In realtà, dentro Forza Italia c’è scetticismo sull’operazione: i parlamentari sanno che l’aria non è cambiata al punto tale da poter immaginare Berlusconi come arbitro della repubblica. Hanno sì apprezzato l’apertura di Matteo Salvini, che ha indicato l’ex premier come un “quirinabile”, ma la sensazione è che il massimo possibile sia di averlo come candidato di bandiera nelle prime tre votazioni. Per Lega e Fratelli d’Italia sarebbe un riconoscimento alla carriera del Cavaliere, ma anche un modo per bruciarlo per le votazioni successive.

Più verosimilmente «lo scenario probabile è quello del Mattarella bis», dice una senatrice azzurra. Se così non fosse, gli altri nomi che circolano sono quello dell’ex compagno di strada nei governi Berlusconi, Pier Ferdinando Casini, oggi eletto in parlamento con il Pd e quello dell’attuale presidente del Senato, Elisabetta Casellati. Quest’ultima non ha mai nascosto la sua aspirazione ed esisterebbe una interlocuzione aperta in particolare con Luigi Di Maio, per cercare sponda nei Cinque stelle. Lo scenario, però, è pieno di incognite e salti politici difficili da immaginare. Altro nome che è stato pronunciato anche sul fronte opposto del Pd è quello del consigliere giuridico per antonomasia, Gianni Letta. Delle caratteristiche di possibile presidente ne ha anzitutto una: quella di non essere un nome usurato dal dibattito politico e abile a rimanere dietro le quinte ad aspettare il momento giusto.

Fratelli d’Italia

A stroncare i sogni di Berlusconi è intervenuta anche Giorgia Meloni, dandogli «quotazioni non altissime». La leader di Fratelli d’Italia, sempre più lanciata nei sondaggi e con un partito sottorappresentato in parlamento rispetto alle proiezioni di voto, ha come unico obiettivo andare presto alle urne. Per ottenerlo sarebbe disposta anche a sostenere Mario Draghi al Colle con l’assicurazione di un voto anticipato, ma tutto dipende dall’attuale presidente del Consiglio.

In alternativa, serve un nome terzo. Ben conscia di essere percepita come ormai distante dal centrodestra del voto del 2018 e consapevole anche dei tentativi di federazione tra Lega e Forza Italia, Meloni si sta muovendo autonomamente. La sponda del parlamento con cui ha iniziato a parlare è quella del Pd: lo stesso Letta ha detto che il nuovo capo dello Stato deve essere scelto «con l’accordo di maggioranza e opposizione». Ovvio, ma non scontato nell’attuale situazione in cui l’unica opposizione è quella di FdI. I due si sono incontrati in forza delle rispettive antipatie politiche, visto che è in corso un abboccamento tra Italia Viva e la Lega.

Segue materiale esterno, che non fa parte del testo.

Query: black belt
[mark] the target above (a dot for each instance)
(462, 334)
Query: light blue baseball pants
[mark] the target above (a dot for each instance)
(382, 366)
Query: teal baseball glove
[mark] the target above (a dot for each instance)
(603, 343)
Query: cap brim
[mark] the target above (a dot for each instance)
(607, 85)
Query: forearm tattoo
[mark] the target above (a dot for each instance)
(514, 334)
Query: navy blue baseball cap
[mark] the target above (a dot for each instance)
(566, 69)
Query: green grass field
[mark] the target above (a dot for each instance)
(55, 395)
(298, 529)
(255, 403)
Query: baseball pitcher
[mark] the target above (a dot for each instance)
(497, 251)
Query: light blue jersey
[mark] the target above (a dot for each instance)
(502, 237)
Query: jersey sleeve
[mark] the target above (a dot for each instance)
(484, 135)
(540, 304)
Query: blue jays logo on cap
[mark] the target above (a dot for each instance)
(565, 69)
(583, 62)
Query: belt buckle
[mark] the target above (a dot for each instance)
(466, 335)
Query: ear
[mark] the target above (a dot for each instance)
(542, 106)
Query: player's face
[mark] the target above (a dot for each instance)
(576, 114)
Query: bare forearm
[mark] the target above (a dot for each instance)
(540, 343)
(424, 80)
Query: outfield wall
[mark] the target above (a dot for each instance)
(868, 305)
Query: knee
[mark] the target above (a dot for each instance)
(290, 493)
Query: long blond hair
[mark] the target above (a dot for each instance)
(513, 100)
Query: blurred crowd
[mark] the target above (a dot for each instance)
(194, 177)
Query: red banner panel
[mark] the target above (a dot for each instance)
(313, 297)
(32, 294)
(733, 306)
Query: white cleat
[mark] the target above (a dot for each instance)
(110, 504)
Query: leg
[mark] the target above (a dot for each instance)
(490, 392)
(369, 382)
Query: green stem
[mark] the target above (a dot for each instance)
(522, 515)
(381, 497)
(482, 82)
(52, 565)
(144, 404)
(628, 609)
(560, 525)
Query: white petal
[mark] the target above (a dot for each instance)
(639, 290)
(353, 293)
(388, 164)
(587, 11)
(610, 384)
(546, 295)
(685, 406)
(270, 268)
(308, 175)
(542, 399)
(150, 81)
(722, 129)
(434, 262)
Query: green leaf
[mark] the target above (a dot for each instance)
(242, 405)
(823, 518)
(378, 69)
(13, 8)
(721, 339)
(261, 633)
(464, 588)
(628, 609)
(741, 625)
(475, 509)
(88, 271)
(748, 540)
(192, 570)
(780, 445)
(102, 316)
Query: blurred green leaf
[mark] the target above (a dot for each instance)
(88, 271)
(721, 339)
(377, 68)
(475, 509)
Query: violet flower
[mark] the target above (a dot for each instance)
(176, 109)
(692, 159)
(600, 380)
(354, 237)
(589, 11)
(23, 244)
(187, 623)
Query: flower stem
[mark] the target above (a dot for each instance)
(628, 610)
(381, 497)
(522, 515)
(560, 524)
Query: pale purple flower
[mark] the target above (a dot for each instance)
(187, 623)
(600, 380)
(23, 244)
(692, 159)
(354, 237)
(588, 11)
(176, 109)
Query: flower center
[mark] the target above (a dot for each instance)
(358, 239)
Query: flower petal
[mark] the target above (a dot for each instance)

Il tentativo è quello di individuare un nome comune per la quarta votazione, nel caso in cui sia Mattarella che Draghi si sfilassero e il compromesso possibile potrebbe essere davvero quello di Gianni Letta (che del leader Pd è lo zio).

Lega

La Lega, intanto, riflette su come muoversi. Matteo Salvini non si sta appassionando alla partita quirinalizia: troppo preso a gestire gli equilibri interni con i “governisti” vicini ai governatori delle regioni e al ministro Giancarlo Giorgetti, ma anche a provare ad arginare i successi nei sondaggi di Meloni. Per Salvini, il Quirinale va letto soprattutto nella chiave di durata del governo e per questo la variabile sarà l’esito delle amministrative.

Se il voto di ottobre nelle città – che non si prospetta positivo per il centrodestra – non riscriverà i rapporti di forza tra i partiti e non farà calare le quotazioni della Lega nei sondaggi nazionali, allora Salvini vorrà ragionare di tornare alle urne lavorando per portare Draghi al Quirinale. Contro di lui, però, potrebbero muoversi due forze interne.

Da un lato, i suoi stessi parlamentari, non entusiasti di interrompere la legislatura per tornare a votare con molti meno seggi in palio e la federazione con Forza Italia in corso a ridurne le chances di elezione. Dall’altra i delegati regionali leghisti, Luca Zaia e Massimiliano Fedriga in testa, che da governatori di regione preferiscono la stabilità politica del governo Draghi fino al 2023 per avere la certezza dei fondi del Recovery.

Se invece i risultati delle amministrative non fossero positivi nel confermare la Lega primo partito del centrodestra, anche Salvini scarterebbe l’ipotesi di un immediato ritorno al voto. In questo caso, allora, dovrebbe iniziare a giocare la partita quirinalizia: se riuscisse ad essere il regista della nomina di presidente di area centrodestra, il suo ruolo di leader si rafforzerebbe in modo significativo.

E allora anche lui guarda i numeri: 448 voti certi, più Italia Viva possibile da coinvolgere su un nome come quello di Casini. Tuttavia, il dato di fondo è uno solo: liberi tutti fino alla quarta votazione, poi il centrodestra per provare a contare deve essere unito.